Every part of her was like coming home after a long spell of Away.
The way she poured the hot water. The measurement of three scoops of coffee. The spatula in her hand, the mint chocolate chip cookies pulling off from the pan. The way she invited me in. Told me to sit. Turned off her phone. And let me spread my entire life before her–blog posts & conversations still tucked in my lips & thoughts & even fears–to map out an outline. An I’m-going-to-grow-wings-and-be-a-real-live-book-proposal kind of outline.
It was the first time–in a very long while–that someone had let the quiet come in all around us & just asked deeper questions without asking anything at all: Are you feeling like a blessing? Do you know your purpose for today? Tomorrow?
How can I help you get closer to the person you always said you wanted to be?
And while the conversation was good, the progress- good, the cookies- fantastic, I just kept thinking: This woman is a living, breathing sense of Home. Home with kneecaps & fingernails.
I want to be just like her. Just like her.
Not in the sense that I’m copying or hoarding traits of her personality to take for my own, but that I want to be that kind of Home to somebody. To make somebody think, when they are sitting beside me with mug pressed between two hands, that they are right where they belong. That yes, they are good but there is always better. A better lover. A better dreamer. A better human being–not by standards of the world but by standards of the heart when its raw & tender & and just asks of you one thing: be good to people. Love the limbs off of them.

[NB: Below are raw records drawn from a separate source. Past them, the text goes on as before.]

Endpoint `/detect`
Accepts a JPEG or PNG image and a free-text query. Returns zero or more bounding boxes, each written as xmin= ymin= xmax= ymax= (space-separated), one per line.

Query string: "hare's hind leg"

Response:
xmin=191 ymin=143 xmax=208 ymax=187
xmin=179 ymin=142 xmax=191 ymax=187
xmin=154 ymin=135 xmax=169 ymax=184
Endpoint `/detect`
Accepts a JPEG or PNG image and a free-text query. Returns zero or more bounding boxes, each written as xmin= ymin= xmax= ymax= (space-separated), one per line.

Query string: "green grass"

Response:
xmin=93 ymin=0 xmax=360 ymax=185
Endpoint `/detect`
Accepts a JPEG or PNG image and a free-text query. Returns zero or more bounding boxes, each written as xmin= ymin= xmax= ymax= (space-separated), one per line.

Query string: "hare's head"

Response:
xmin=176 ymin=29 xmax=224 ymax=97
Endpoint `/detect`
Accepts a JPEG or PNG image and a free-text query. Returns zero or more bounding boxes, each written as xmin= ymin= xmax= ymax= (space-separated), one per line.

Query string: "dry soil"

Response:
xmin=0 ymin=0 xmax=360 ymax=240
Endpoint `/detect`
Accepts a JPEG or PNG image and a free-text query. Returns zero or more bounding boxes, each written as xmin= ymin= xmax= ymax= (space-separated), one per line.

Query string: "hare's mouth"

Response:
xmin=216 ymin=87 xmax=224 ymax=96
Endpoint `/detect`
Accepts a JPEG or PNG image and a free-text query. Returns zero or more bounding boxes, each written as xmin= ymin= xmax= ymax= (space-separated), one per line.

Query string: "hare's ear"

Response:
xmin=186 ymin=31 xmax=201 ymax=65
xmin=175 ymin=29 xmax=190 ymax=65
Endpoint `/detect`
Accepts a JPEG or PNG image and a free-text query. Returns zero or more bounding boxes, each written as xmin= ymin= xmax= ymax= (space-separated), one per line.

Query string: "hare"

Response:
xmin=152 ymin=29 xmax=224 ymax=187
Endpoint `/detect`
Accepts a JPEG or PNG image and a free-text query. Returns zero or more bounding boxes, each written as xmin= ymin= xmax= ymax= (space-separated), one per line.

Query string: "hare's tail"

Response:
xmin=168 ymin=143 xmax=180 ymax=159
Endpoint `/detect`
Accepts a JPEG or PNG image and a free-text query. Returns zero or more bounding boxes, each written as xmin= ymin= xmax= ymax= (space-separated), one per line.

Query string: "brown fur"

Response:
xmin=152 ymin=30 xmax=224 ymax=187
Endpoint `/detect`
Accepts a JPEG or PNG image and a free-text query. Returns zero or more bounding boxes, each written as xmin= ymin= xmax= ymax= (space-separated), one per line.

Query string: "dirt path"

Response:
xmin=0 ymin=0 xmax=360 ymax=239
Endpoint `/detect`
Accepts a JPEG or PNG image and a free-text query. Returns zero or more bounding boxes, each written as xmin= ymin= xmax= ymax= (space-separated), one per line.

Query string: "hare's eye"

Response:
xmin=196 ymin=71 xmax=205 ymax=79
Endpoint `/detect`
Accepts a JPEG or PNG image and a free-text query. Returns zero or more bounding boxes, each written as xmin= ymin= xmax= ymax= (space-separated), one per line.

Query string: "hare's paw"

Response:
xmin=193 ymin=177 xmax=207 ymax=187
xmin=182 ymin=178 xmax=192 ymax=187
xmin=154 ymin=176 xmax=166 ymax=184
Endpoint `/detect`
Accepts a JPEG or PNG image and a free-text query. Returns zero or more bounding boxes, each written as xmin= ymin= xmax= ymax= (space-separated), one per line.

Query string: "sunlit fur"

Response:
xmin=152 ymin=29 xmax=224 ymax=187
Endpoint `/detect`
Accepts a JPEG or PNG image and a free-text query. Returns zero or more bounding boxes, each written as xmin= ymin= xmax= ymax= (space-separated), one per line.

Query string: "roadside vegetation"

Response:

To let someone know that they are not less of what they need to be. Not more. Just perfect and right for that very moment.
That someone understands them. That someone wants deeply for them. That someone is sitting there beside them, ready to stir that same familiar & unrivaled feeling: you pull into the driveway, laundry buckled in the back seat and empty Starbucks sitting in the cup holder, to the lights on. The kettle steeping. Your bed made. And you are home, so home, after a time that seemed sprinkled with long & hard.
I guess that is a worthy purpose for my Today: to learn to carry with me always the kind of Home you never could find the words for. To be able to give & be in a way that makes people think the world isn’t so cold, that it hasn’t quite lost its shine. To leave people feeling like their bones are recharged and their spirit has been strengthened and yes, oh yes, they can tackle the trials in that moment. They can get stronger & then they can teach others to be the same kind of strong. & so off they set to tackle the world.
We need that. More tacklers of the world. More I-can’t-sit-still-and-let-things-be-this-way people. More movers. More shakers. More lovers. More people who see the wrong in the world & it itches at their skin like ivy of the poison kind. And they’ve got to be, just got to be, some kind of aloe.
Home. To the people who have needed it for far too long.
Home. To the ones who have been waiting for the lights to turn on & the kettle to steep.